The idea behind the telephone was simple: you speak into a membrane, which starts to vibrate and causes a pin to vibrate. These vibrations are then sent to the other telephone, via a power cable, where another pin and membrane begin vibrating and the receiver hears what is being said. German scientist, Johann Philipp Reis, had built such a telephone in1861. Lars Magnus had probably read about the miracle machine and wanted to build his own, thirteen years before Scotsman, Alexander Graham Bell, applied for the patent on his telephone apparatus.
Starting his business
At the age of twelve, Lars Magnus lost his father and had to start earning a living. He worked on the railways, in the mines and with blacksmiths. Lars Magnus was also a skilled engraver. After a while he moved to Stockholm and sought workshop employment. It wasn’t easy, as he had no education or grades. Eventually, luck was on his side when he showed one of his seals to the Öller & Co Telegraph workshop. He stayed for six years, learning much about telegraph equipment.
The workshop director, Öller, helped Lars Magnus to get the government travel grant for foreign studies. The 26-year-old Lars Magnus left Sweden and spent three years in Germany, Switzerland and Russia. After returning home in 1876, he wanted to start his own company and began his operation in a former kitchen no bigger than 13 square metres at Drottninggatan 15, in Stockholm.
The telephone era
In 1876 Swedish daily newspaper, Dagens Nyheter, wrote about “a telegraph that talks.” The following year, the first telephones appeared in Sweden, and Lars Magnus started receiving telephones for repair.
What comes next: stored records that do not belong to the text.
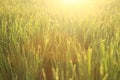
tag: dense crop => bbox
[0,0,120,80]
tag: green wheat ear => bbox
[88,47,92,78]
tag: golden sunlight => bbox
[62,0,87,5]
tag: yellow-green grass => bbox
[0,0,120,80]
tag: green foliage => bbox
[0,0,120,80]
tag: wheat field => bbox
[0,0,120,80]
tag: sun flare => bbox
[63,0,86,5]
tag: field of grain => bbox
[0,0,120,80]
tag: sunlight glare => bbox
[63,0,86,5]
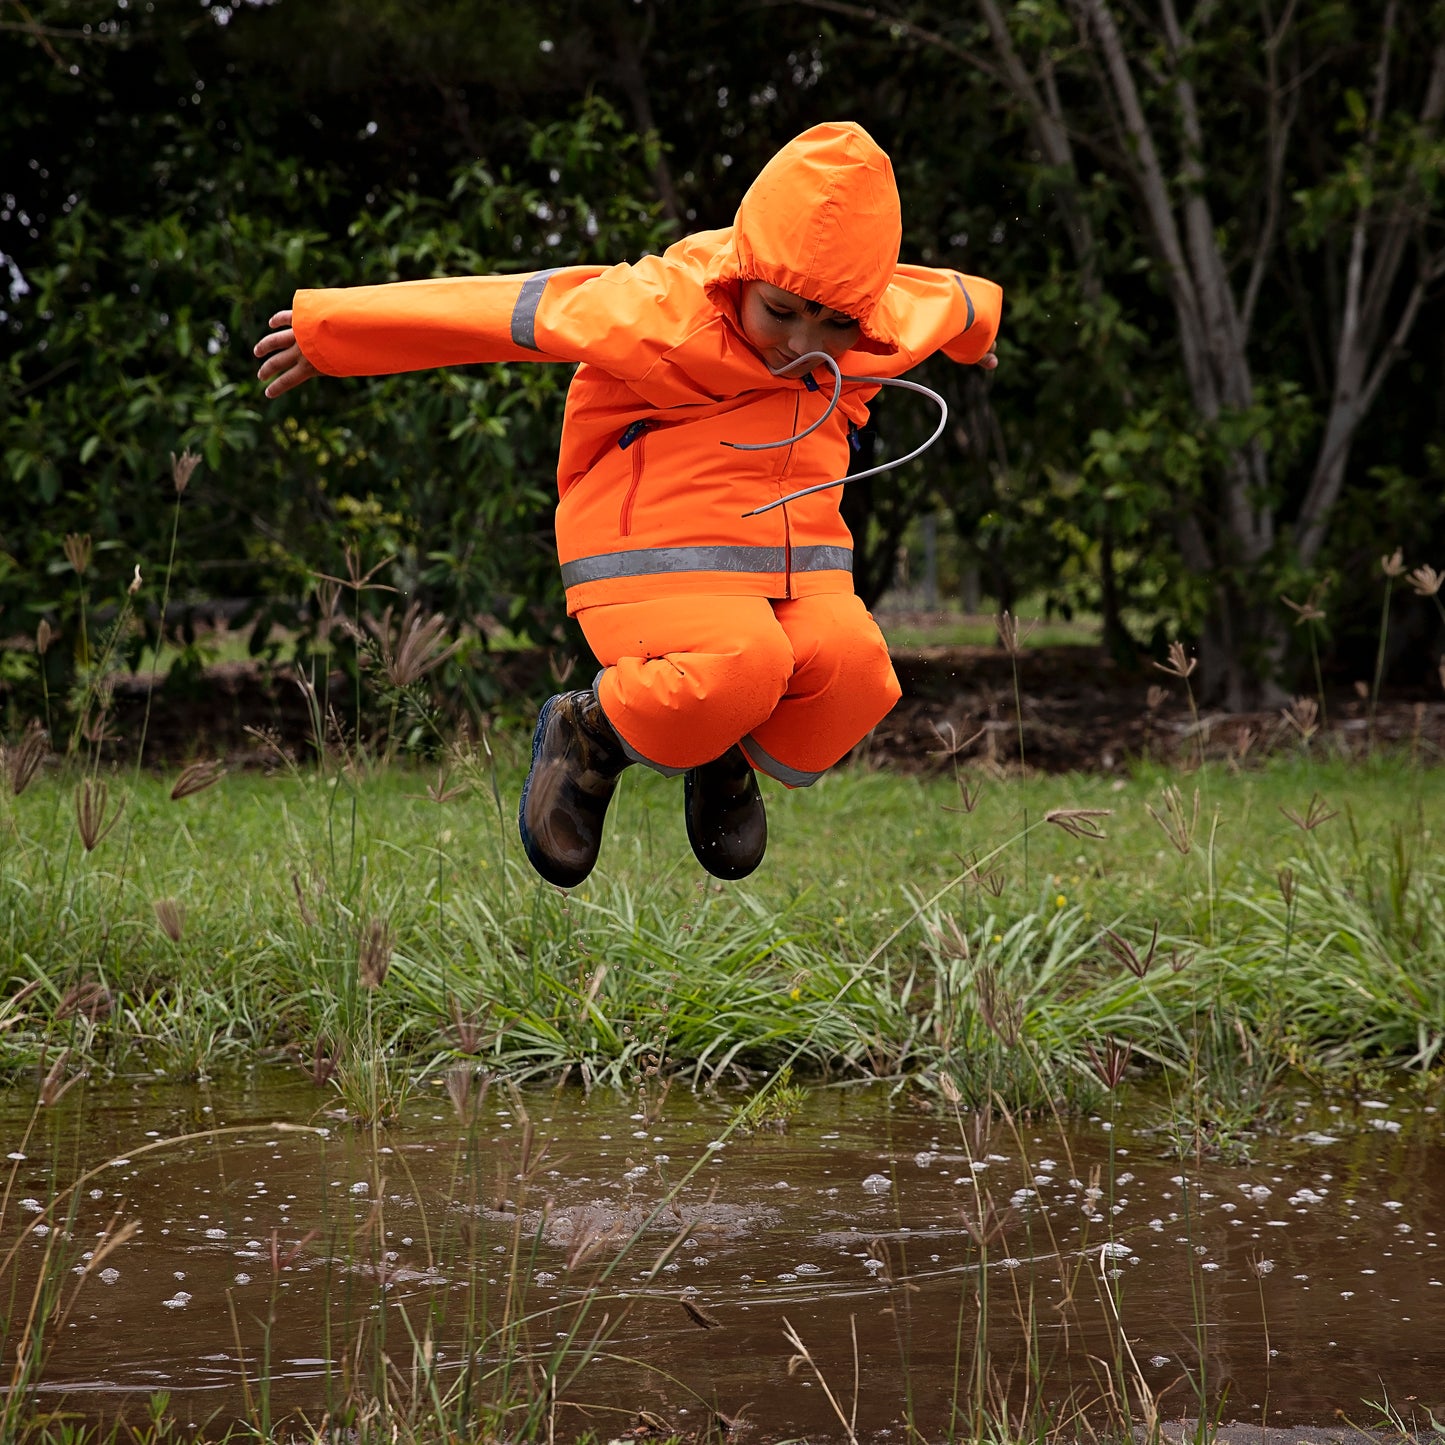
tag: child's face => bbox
[738,281,861,373]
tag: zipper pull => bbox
[618,420,650,450]
[802,371,820,393]
[847,420,862,452]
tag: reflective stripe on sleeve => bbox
[510,269,567,350]
[954,275,976,330]
[560,544,851,589]
[742,734,826,788]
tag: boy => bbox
[254,121,1001,888]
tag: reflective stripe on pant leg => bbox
[740,734,826,788]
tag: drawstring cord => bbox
[721,350,949,518]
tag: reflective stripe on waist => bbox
[560,543,852,589]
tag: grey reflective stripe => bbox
[792,545,853,573]
[743,734,825,788]
[561,543,851,589]
[954,275,975,330]
[510,268,567,350]
[563,545,784,588]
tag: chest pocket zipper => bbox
[618,420,650,537]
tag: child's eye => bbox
[764,304,793,320]
[827,317,858,331]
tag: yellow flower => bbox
[789,986,802,1002]
[1055,894,1067,909]
[991,933,1003,944]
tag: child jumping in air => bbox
[254,121,1001,889]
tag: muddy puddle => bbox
[3,1071,1444,1440]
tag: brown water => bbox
[3,1071,1444,1440]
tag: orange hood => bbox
[704,122,903,354]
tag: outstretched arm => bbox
[254,310,320,398]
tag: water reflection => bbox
[2,1072,1443,1439]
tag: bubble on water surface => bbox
[1296,1131,1339,1145]
[20,1199,41,1213]
[534,1271,557,1285]
[234,1273,251,1284]
[623,1166,648,1182]
[162,1292,192,1309]
[99,1268,119,1285]
[1383,1200,1404,1210]
[205,1228,226,1239]
[794,1263,821,1275]
[350,1182,369,1194]
[1100,1241,1131,1259]
[914,1151,936,1168]
[1371,1119,1402,1133]
[1149,1355,1170,1368]
[861,1174,891,1193]
[6,1152,24,1161]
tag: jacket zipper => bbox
[617,421,650,538]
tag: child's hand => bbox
[254,310,319,398]
[977,344,998,372]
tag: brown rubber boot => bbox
[518,690,630,887]
[684,745,767,880]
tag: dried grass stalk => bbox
[7,720,48,796]
[358,918,394,990]
[74,778,124,851]
[153,898,185,942]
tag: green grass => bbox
[874,609,1102,649]
[3,744,1443,1109]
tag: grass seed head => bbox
[364,601,463,689]
[7,720,48,796]
[1154,640,1197,680]
[1145,684,1168,711]
[1281,587,1327,625]
[1085,1036,1133,1090]
[74,777,124,851]
[1408,564,1442,597]
[1279,792,1338,831]
[36,618,55,655]
[358,917,394,990]
[153,897,185,942]
[56,978,114,1022]
[170,449,200,495]
[1145,785,1198,854]
[128,564,142,596]
[1283,696,1319,740]
[994,610,1034,657]
[39,1048,85,1107]
[1045,807,1112,841]
[170,760,226,800]
[1380,547,1405,578]
[63,532,92,576]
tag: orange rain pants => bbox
[578,594,901,786]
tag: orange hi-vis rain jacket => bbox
[291,122,1002,616]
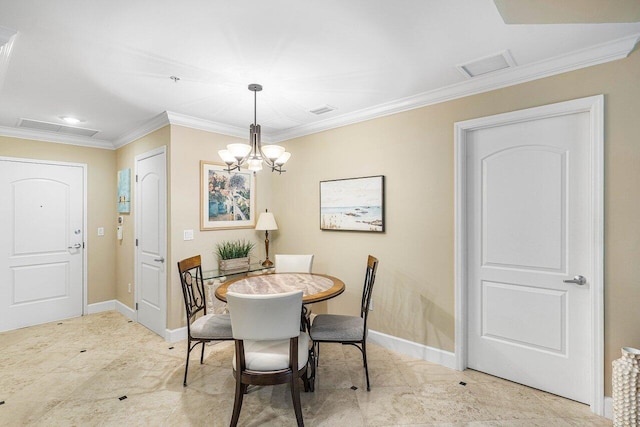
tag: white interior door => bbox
[0,158,85,332]
[461,99,602,405]
[135,147,167,337]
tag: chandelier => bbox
[218,84,291,174]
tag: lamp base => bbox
[261,259,274,268]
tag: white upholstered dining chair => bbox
[275,254,315,331]
[227,290,310,427]
[275,254,314,273]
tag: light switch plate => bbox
[97,227,104,236]
[183,229,194,241]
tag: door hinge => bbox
[83,242,85,249]
[135,174,138,182]
[136,303,138,310]
[135,238,138,246]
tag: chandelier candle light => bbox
[255,209,278,268]
[218,84,291,174]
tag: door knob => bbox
[68,243,82,249]
[563,275,586,286]
[154,257,165,263]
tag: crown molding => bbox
[165,111,250,140]
[112,111,170,148]
[269,33,639,142]
[112,111,253,149]
[0,125,113,149]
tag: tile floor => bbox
[0,311,611,426]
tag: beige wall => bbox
[273,49,640,396]
[114,126,170,309]
[0,136,117,304]
[166,125,274,329]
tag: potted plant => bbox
[215,239,255,272]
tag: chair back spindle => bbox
[360,255,379,323]
[178,255,207,325]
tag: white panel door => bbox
[0,159,84,331]
[467,111,591,403]
[135,148,166,337]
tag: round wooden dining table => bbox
[214,272,345,303]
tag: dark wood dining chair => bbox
[178,255,233,386]
[309,255,379,391]
[227,290,310,427]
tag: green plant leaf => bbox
[215,239,256,260]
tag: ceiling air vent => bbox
[310,105,336,115]
[18,119,99,137]
[457,50,516,78]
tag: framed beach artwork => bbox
[320,175,385,232]
[200,161,256,230]
[117,168,131,213]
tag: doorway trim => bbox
[0,156,88,316]
[453,95,604,414]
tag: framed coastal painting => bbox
[200,161,256,230]
[117,168,131,213]
[320,175,385,232]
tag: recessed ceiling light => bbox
[60,116,82,124]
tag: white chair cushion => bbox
[233,332,310,371]
[190,313,233,340]
[310,314,364,342]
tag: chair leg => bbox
[290,373,304,427]
[302,366,311,392]
[230,380,246,427]
[200,341,206,364]
[362,340,370,391]
[183,339,191,387]
[307,344,316,392]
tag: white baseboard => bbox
[86,299,136,322]
[604,396,613,420]
[368,329,457,369]
[115,300,136,321]
[166,326,187,343]
[86,299,115,314]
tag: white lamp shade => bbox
[227,143,252,159]
[255,212,278,230]
[262,144,285,160]
[218,149,236,164]
[275,151,291,166]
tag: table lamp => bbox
[255,209,278,267]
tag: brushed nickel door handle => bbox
[563,275,586,286]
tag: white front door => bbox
[458,97,603,406]
[135,147,167,337]
[0,158,85,332]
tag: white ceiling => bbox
[0,0,638,148]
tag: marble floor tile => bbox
[0,311,613,426]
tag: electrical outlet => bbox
[128,283,131,293]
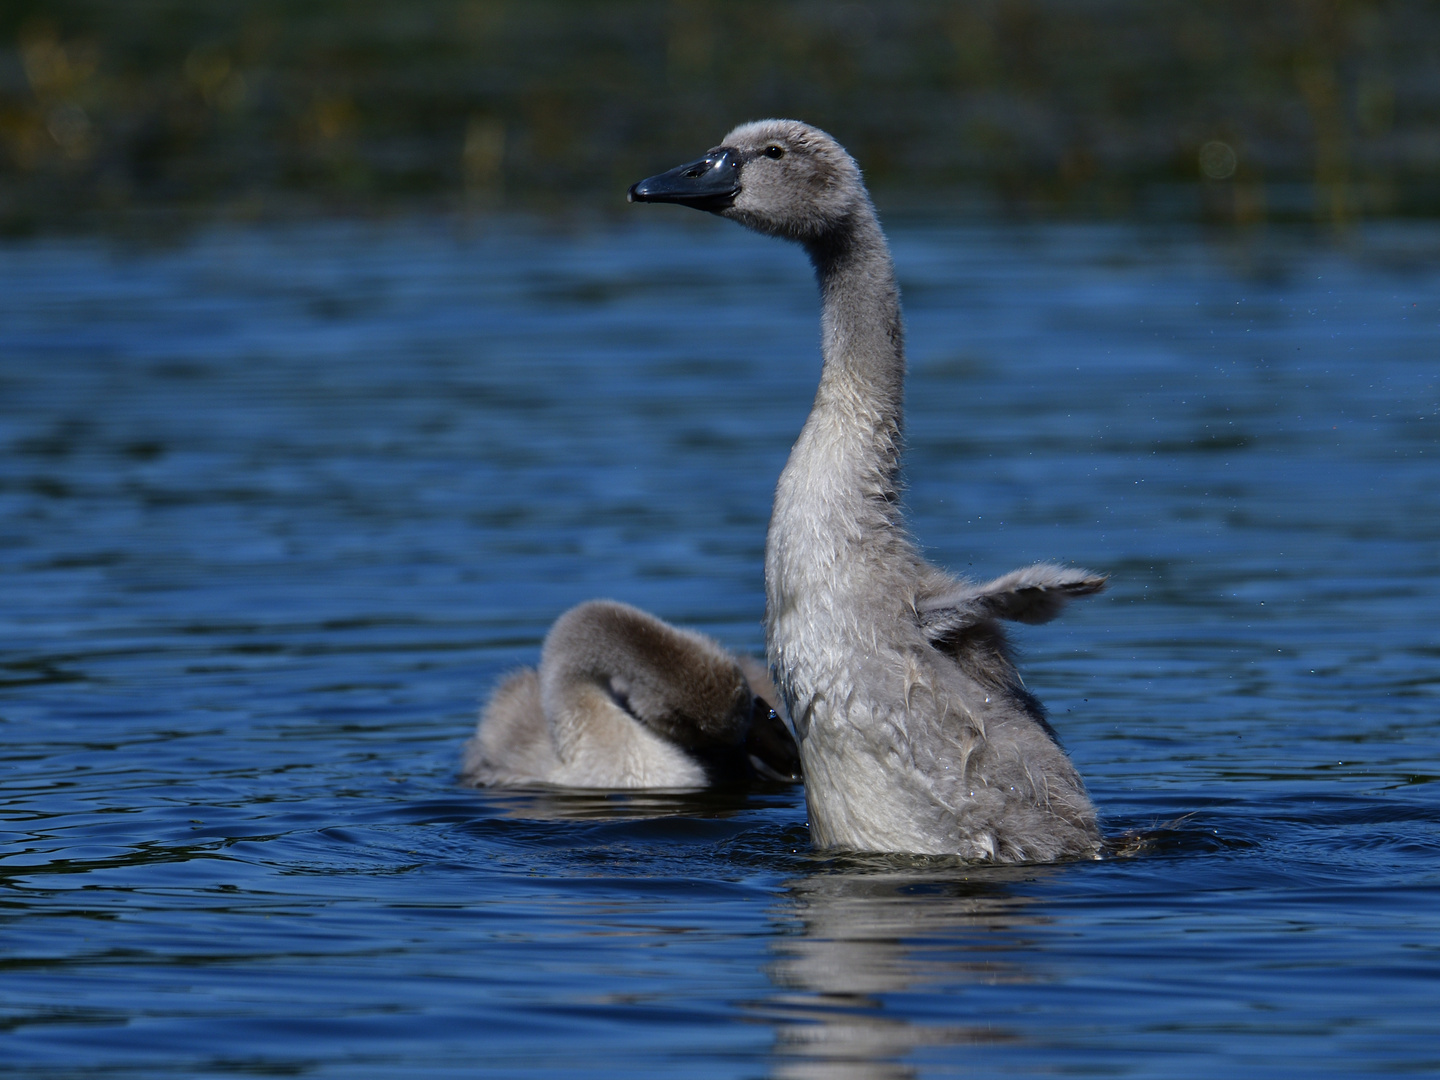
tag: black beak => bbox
[744,698,803,783]
[628,148,740,212]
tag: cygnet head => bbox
[628,119,867,245]
[546,600,754,756]
[541,600,803,785]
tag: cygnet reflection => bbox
[760,865,1060,1079]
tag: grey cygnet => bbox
[631,120,1106,861]
[463,599,801,789]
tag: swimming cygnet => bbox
[462,599,801,789]
[630,120,1106,861]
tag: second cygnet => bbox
[462,599,801,789]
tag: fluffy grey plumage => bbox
[632,120,1106,861]
[462,600,801,789]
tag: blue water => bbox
[1,216,1437,1078]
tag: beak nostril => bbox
[629,149,740,210]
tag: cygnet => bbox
[463,599,801,789]
[631,120,1106,861]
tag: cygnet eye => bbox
[763,144,785,160]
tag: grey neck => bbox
[764,199,913,728]
[804,205,906,480]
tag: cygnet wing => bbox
[917,564,1106,645]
Bell’s telephones were not patented in Sweden, so Lars Magnus improved Bell’s construction and made the telephone less clumsy. As early as 1878, Lars Magnus started selling his first telephones. In 1881, L M Ericsson & Co were appointed main supplier to the newly established Telephone Association in Gävle, Sweden. The telephones that Ericsson & Co produced were better and cheaper than Bell’s. Other cities followed suit and the first foreign orders came from Bergen in Norway. Soon, L.M. Ericsson’s company had 50 employees.
Telephone networks began to grow and more telephone exchanges were required. Lars Magnus started cooperating with Henrik T. Cedergren, who had also started his own telephone company, Stockholms Allmämma Telefonaktiebolag. Lars Magnus improved several foreign patents and constructed an automated switchboard that could handle ten telephone lines. He also improved the telephone handset, which had both a microphone and a speaker in contrast to earlier telephone models.
At the start of the 20th century, L M Ericsson & Co had almost 1,000 employees and was producing 50,000 telephones a year. Ericsson established subsidiaries in both Russia and Poland and manufactured telephones in St. Petersburg. Today Ericsson is a huge international corporation and part of the global telephone industry.
In 1900, Lars Magnus Ericsson decided to leave the company. He withdrew to live on the Alby farm and subsequently on the Hågelby farm in Botkyrka, Sweden until his death.